Dazwischen schimmerten die eleganten Blüten der Taglilien. Vielleicht sollte er auch von den Taglilien einige Blüten abschneiden und sie ins Lilys Zimmer stellen. Die Kleine liebte Blumen und freute sich immer sehr, wenn er mit ihr im Garten spazieren ging, damit sie die Pflanzen berühren konnte. Und wenn er ihr dann die Namen der Pflanzen vorsagte, wurden ihre Augen, die so blau wie die ihrer Mutter waren, immer ganz groß und rund. Ganz so, als würde sie alles verstehen und es sich merken. Du lieber Himmel. Wer hätte gedacht, dass er einmal derart in ein Kind vernarrt sein würde. Aber es war so süß, wenn sie mit ihrer kleinen Hand in der seinen durch den Garten marschierte und dann stehen blieb und mit ihrem hübschen Gesichtchen zu ihm aufschaute und ihn anstrahlte, weil sie wusste, dass er sie gleich hochnehmen würde. Und wenn sie ihn umarmte oder sein Haar tätschelte, war er einfach hin und weg.
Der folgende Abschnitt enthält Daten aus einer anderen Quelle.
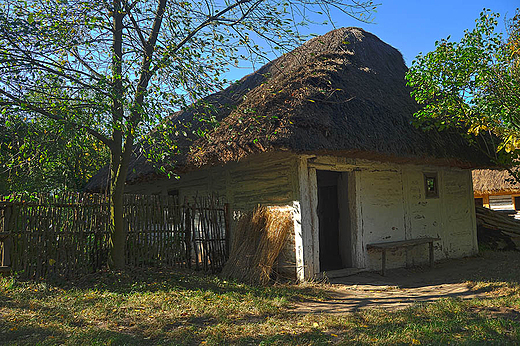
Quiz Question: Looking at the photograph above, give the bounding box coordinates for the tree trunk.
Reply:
[108,147,128,269]
[108,177,126,269]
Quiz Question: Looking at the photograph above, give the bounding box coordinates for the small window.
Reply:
[513,196,520,211]
[424,173,439,198]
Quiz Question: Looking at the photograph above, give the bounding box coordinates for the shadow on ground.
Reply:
[292,251,520,314]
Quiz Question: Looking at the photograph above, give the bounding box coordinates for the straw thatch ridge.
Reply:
[87,28,492,189]
[472,169,520,195]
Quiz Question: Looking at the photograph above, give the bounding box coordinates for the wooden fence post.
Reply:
[224,203,231,263]
[0,204,13,267]
[184,204,191,268]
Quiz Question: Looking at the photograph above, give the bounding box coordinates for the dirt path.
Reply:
[293,252,520,313]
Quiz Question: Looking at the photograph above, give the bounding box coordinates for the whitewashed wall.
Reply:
[126,152,478,279]
[309,157,478,270]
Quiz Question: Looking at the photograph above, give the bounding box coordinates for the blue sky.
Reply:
[228,0,520,79]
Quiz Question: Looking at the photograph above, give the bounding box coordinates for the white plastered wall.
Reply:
[300,156,478,278]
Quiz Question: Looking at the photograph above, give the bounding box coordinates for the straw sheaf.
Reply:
[221,206,293,285]
[84,28,491,192]
[472,169,520,195]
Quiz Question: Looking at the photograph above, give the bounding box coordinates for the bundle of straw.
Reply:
[222,206,293,285]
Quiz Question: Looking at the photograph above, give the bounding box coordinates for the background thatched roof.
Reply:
[472,169,520,195]
[87,28,490,190]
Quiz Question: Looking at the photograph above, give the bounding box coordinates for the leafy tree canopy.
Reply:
[0,0,375,267]
[0,114,108,195]
[406,10,520,165]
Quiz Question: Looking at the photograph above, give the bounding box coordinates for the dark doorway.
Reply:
[316,171,344,271]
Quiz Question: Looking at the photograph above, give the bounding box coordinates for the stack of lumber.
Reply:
[476,206,520,235]
[476,207,520,250]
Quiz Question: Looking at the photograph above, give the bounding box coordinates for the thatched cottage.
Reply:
[88,28,489,280]
[472,169,520,213]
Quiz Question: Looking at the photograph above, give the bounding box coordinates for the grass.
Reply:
[0,253,520,345]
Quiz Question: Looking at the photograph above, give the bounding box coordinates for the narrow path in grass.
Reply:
[291,252,520,314]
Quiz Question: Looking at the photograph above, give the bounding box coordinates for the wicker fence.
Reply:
[0,193,228,277]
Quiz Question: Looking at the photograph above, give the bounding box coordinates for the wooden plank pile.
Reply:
[476,206,520,250]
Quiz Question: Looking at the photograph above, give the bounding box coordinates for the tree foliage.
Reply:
[406,10,520,164]
[0,114,108,195]
[0,0,374,267]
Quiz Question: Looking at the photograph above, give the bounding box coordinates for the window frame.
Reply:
[423,172,439,198]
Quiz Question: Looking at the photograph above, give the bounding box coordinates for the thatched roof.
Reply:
[87,28,490,190]
[472,169,520,195]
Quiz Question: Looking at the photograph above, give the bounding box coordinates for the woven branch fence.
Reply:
[0,193,229,278]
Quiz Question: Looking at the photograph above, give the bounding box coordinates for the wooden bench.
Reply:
[367,238,441,276]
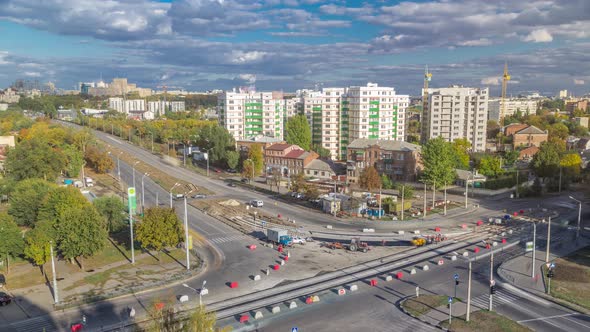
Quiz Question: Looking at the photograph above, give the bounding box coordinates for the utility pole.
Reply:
[545,217,551,263]
[49,241,59,304]
[531,222,537,278]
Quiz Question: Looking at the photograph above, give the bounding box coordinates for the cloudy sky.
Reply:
[0,0,590,95]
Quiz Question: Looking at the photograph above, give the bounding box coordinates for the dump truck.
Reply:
[266,228,293,246]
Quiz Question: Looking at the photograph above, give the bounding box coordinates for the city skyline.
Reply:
[0,0,590,96]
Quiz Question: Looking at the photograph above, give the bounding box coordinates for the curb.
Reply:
[395,295,449,331]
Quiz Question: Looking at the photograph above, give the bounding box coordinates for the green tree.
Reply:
[136,207,184,251]
[453,138,471,169]
[0,212,25,273]
[5,137,66,181]
[422,137,457,185]
[531,141,561,178]
[8,179,57,227]
[225,151,240,169]
[56,205,108,269]
[381,173,393,189]
[312,144,332,159]
[286,114,311,151]
[63,145,84,178]
[248,144,264,175]
[479,155,504,178]
[92,196,126,233]
[359,166,381,192]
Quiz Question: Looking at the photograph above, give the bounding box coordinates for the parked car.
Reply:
[0,292,12,306]
[250,199,264,207]
[291,236,307,245]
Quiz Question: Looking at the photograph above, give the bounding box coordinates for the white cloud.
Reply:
[481,76,500,85]
[523,29,553,43]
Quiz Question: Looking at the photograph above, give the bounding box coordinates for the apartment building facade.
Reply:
[217,91,286,140]
[422,85,489,151]
[488,98,537,123]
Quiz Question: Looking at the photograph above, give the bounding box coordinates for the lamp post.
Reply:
[169,182,180,208]
[570,196,582,241]
[131,160,139,188]
[49,241,59,304]
[141,173,150,214]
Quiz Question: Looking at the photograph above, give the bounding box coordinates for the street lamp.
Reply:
[169,182,180,208]
[141,173,150,214]
[131,160,139,188]
[570,196,582,241]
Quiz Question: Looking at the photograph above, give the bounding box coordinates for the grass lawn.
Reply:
[543,247,590,309]
[402,295,457,317]
[440,310,532,332]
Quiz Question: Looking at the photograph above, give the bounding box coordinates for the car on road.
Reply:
[291,236,307,245]
[0,292,12,306]
[250,199,264,207]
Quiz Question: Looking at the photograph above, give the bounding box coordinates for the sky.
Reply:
[0,0,590,96]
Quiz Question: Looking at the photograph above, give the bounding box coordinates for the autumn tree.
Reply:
[359,166,381,192]
[135,207,184,251]
[285,114,311,151]
[0,212,24,272]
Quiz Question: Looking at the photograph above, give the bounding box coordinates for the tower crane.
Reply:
[420,65,432,143]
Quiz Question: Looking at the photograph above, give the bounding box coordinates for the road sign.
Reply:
[127,187,137,213]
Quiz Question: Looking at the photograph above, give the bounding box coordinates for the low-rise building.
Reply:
[347,138,422,184]
[264,143,319,176]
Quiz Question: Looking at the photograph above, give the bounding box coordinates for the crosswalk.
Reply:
[210,234,247,244]
[471,289,521,309]
[10,317,58,332]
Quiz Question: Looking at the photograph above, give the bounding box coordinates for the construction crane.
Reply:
[420,65,432,143]
[500,62,510,127]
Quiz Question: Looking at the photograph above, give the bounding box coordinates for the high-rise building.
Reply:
[422,85,489,151]
[217,91,285,140]
[488,98,537,123]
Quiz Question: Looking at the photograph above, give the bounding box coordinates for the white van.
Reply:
[250,199,264,207]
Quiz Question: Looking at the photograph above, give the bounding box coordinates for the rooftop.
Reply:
[348,138,420,151]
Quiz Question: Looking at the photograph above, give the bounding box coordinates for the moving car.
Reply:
[0,292,12,306]
[250,199,264,207]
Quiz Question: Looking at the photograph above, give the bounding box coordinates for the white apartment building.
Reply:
[488,98,537,123]
[422,85,489,151]
[109,97,146,115]
[217,91,286,140]
[147,100,185,115]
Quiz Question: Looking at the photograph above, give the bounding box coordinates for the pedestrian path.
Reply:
[10,317,57,332]
[471,289,522,309]
[209,234,247,244]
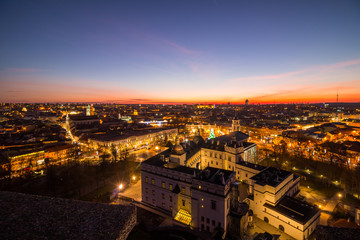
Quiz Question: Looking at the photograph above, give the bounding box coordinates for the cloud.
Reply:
[229,59,360,82]
[5,68,45,73]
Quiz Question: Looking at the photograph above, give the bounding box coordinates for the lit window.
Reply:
[211,200,216,210]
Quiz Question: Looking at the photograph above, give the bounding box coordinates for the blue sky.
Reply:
[0,0,360,103]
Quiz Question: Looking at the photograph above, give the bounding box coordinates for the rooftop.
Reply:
[0,192,136,239]
[250,167,292,187]
[264,196,320,224]
[237,161,266,171]
[194,167,235,185]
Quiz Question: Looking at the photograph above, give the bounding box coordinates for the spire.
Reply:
[209,128,215,139]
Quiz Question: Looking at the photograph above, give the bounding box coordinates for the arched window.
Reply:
[279,225,285,232]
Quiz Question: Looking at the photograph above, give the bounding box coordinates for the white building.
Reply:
[141,121,320,239]
[141,150,235,232]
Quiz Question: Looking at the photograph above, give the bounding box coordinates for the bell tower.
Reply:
[231,117,240,132]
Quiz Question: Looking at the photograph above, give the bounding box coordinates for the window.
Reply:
[279,225,285,232]
[211,200,216,210]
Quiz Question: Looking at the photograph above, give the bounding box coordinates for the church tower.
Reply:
[231,117,240,132]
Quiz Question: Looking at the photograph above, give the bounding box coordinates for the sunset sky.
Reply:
[0,0,360,103]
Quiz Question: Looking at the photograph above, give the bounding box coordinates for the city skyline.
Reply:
[0,1,360,104]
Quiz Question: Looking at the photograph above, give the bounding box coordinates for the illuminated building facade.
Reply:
[141,120,320,239]
[141,150,235,232]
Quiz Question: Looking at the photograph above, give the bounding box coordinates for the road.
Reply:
[320,192,344,226]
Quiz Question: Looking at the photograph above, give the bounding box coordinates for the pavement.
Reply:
[248,217,295,240]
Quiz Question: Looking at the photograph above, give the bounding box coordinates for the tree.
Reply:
[110,144,117,162]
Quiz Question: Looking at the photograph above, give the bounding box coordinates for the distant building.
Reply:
[141,120,320,239]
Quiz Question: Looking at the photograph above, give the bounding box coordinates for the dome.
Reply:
[193,135,205,145]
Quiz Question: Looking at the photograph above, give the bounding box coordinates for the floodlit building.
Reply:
[141,121,320,239]
[141,150,235,232]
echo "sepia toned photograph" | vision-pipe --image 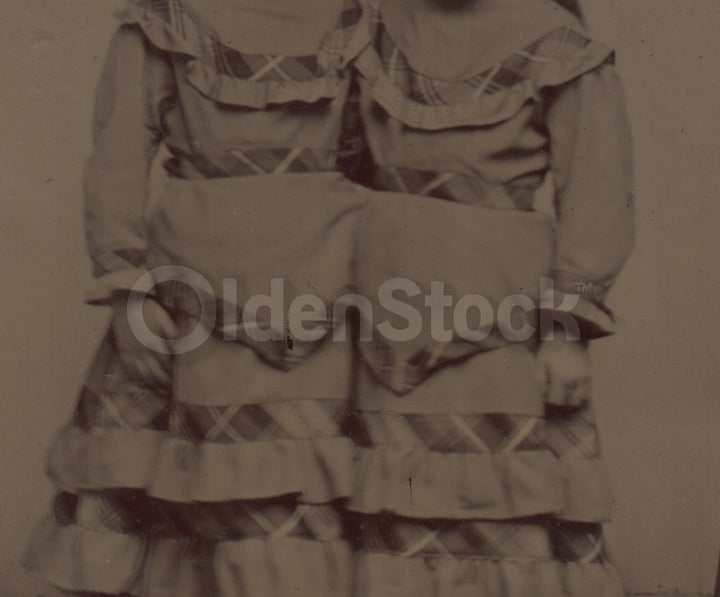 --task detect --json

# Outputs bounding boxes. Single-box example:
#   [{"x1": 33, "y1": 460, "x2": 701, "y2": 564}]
[{"x1": 0, "y1": 0, "x2": 720, "y2": 597}]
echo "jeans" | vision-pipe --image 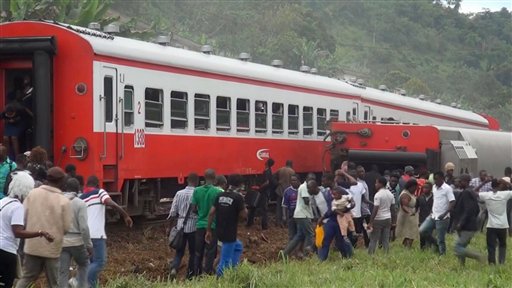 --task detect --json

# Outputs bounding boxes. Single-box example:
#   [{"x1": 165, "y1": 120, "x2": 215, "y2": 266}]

Es war einfach unglaublich, auf eine so offene, unkomplizierte Art zu lieben und geliebt zu werden. Er trank einen Schluck Bier und öffnete die Tür des Gefrierschranks, um nach der Pizza zu suchen.
Das Klopfen an der Haustür hörte er Sekunden, bevor sie geöffnet wurde. »Ich hoffe, ich unterbreche gerade eine Orgie«, rief David. Als er in die Küche kam, sah er Harper fragend an. »Wo sind die Tänzerinnen?«
»Gerade gegangen.«
»Anscheinend haben sie dir vorher noch die Kleider vom Leib gerissen.«
»Du weißt doch, wie Tänzerinnen sind. Möchtest du ein Bier?«
»Klingt verlockend, aber ich warte lieber auf meinen Martini mit Grey Goose.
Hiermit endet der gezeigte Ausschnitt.